The numerator of a rational number is less than its denominator by 3. If 5 is added to both i.e., its numerator and its denominator then it becomes \(\frac { 3 }{ 4 }\). Find the numbers.
Solution:
Let the denominator of rational number be x.
Then, according to(RBSESolutions.com)question, numerator is = x – 3
Hence, the rational number = \(\frac { x-3 }{ x }\).
Now, 5 is added to numerator and denominator, we get (according to question)
⇒ 4(x + 2) = 3(x + 5)
⇒ 4x + 8 = 3x + 15
⇒ 4x – 3x = 15 – 8
⇒ x = 7
Hence, denominator = 7
and numerator = 7 – 3 = 4
∴ Required rational number = \(\frac { 4 }{ 7 }\)
Question 2.
What should be added in numerator and denominator of fraction \(\frac { 5 }{ 13 }\) so that the fraction become \(\frac { 3 }{ 5 }\) ?
Solution:
Let the required number be x.
Then, according(RBSESolutions.com)to question,
\(\frac { 5+x }{ 13+x } =\frac { 3 }{ 5 } \)
⇒ 5(5 + x) = 3(13 + x)
⇒ 25 + 5x = 39 + 3x
⇒ 5x – 3x = 39 – 25
⇒ 2x = 14
\(x=\frac { 14 }{ 2 }\)
⇒ x = 7
Hence, the required number be 7.
Question 3.
What should be subtracted from numerator and denominator of fraction \(\frac { 15 }{ 19 }\) so that the fraction becomes \(\frac { 5 }{ 7 }\) ?
Solution:
Let the required number be x.
Then, according(RBSESolutions.com)to question,
\(\frac { 15-x }{ 19-x } =\frac { 5 }{ 7 } \)
⇒ 7(15 – x) = 5(19 – x)
⇒ 105 – 7x = 95 – 5x
⇒ – 7x + 5x = 95 – 105
⇒ – 2x = – 10
\(x=\frac { -10 }{ -2 }\)
⇒ x = 5
Hence, the required number is 5.
Question 4.
Ramesh distributed his capital, half of the Capital to his wife, one third to his son and remaining 50,000/- to his daughter. Find the total amount of his capital.
Solution:
Let x be the total money.
Then, according to question,
Money given to wife = \(\frac { x }{ 2 }\)

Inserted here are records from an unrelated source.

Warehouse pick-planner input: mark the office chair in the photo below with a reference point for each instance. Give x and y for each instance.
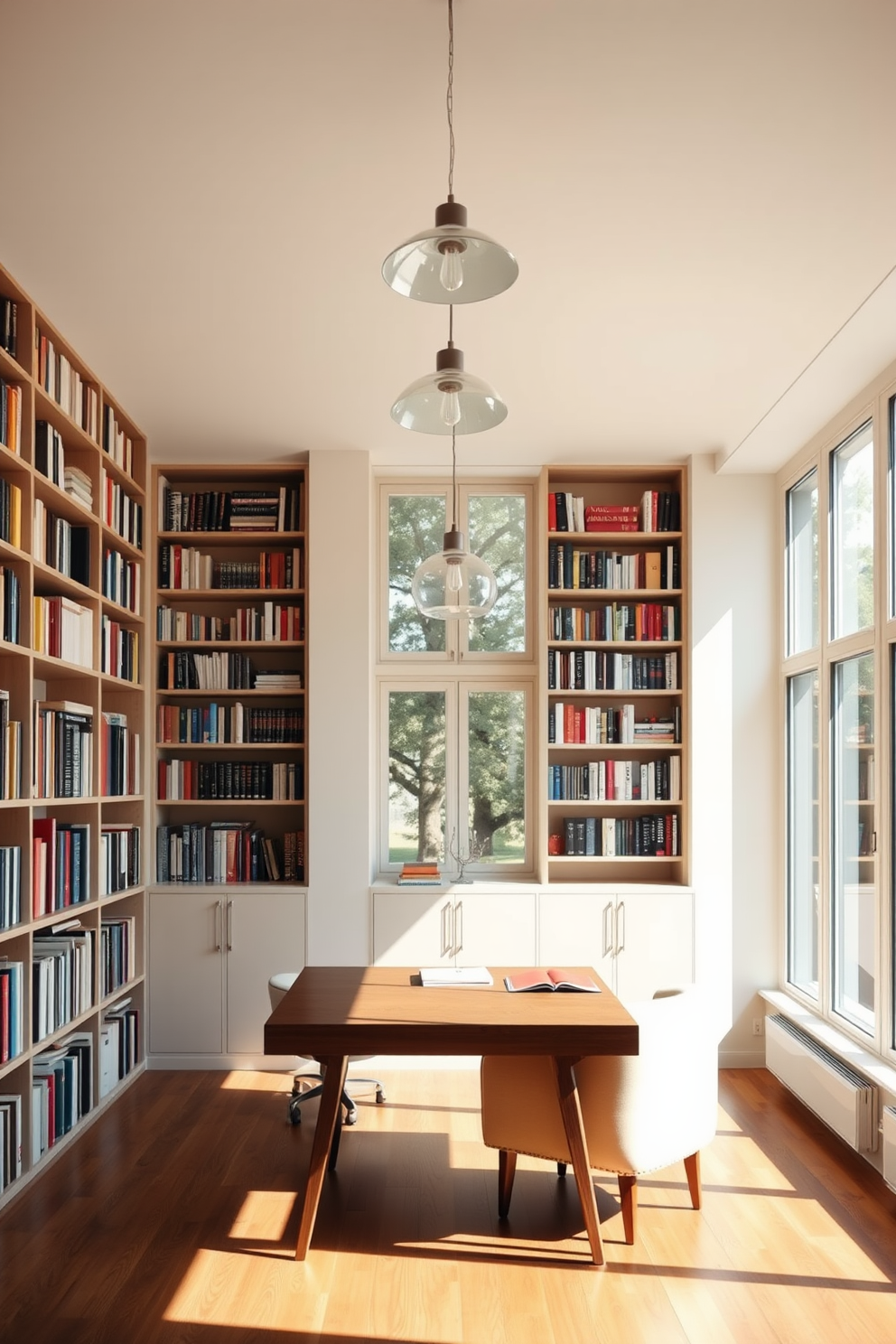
(641, 1112)
(277, 986)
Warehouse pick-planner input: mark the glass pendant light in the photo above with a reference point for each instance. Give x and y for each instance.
(449, 401)
(450, 262)
(455, 583)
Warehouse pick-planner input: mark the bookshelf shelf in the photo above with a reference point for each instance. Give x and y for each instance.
(618, 583)
(55, 842)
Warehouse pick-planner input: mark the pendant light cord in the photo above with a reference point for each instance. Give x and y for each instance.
(449, 98)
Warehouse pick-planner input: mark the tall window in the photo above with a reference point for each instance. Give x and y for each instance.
(457, 698)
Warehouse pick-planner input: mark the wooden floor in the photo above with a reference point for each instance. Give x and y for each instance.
(173, 1219)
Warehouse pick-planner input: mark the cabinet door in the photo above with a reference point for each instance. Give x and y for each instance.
(495, 929)
(185, 974)
(264, 934)
(655, 942)
(576, 929)
(413, 928)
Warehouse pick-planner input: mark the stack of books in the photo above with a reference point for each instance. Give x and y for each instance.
(419, 875)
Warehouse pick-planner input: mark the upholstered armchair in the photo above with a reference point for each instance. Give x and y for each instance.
(639, 1113)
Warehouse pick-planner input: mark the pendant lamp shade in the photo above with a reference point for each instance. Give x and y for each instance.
(449, 399)
(454, 585)
(450, 262)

Money(RBSESolutions.com)given to son = \(\frac { x }{ 3 }\)
Money given to daughter = Rs 50,000
∴From question,
\(\frac { x }{ 2 } +\frac { x }{ 3 } +50,000=x\)
⇒ 3x + 2x + 50,000 x 6 = 6x [Multiplying by 6]
⇒ 5x + 3,00,000 = 6x
⇒ 3,00,000 = 6x – 5x
⇒ 3,00,000 = x
⇒ x = 3,00,000
Hence, the required money is Rs 3,00,000.
Question 5.
5 times of any number is 48 more than its double. Find the number.
Solution:
Let the required number be x.
Then, according to question,
Five times of number = 5x
Twice the number = 2x
Then,(RBSESolutions.com)according to question,
⇒ 5x = 2x + 48
⇒ 5x – 2x = 48
⇒ 3x = 48
⇒ \(x=\frac { 48 }{ 3 }\)
⇒ x = 16
Hence, the required number is 16.
Question 6.
Distribute 45 in this way that one part is 7 less than three times of another part.
Solution:
Let one part be x.
Then according to question second part = 45 – x.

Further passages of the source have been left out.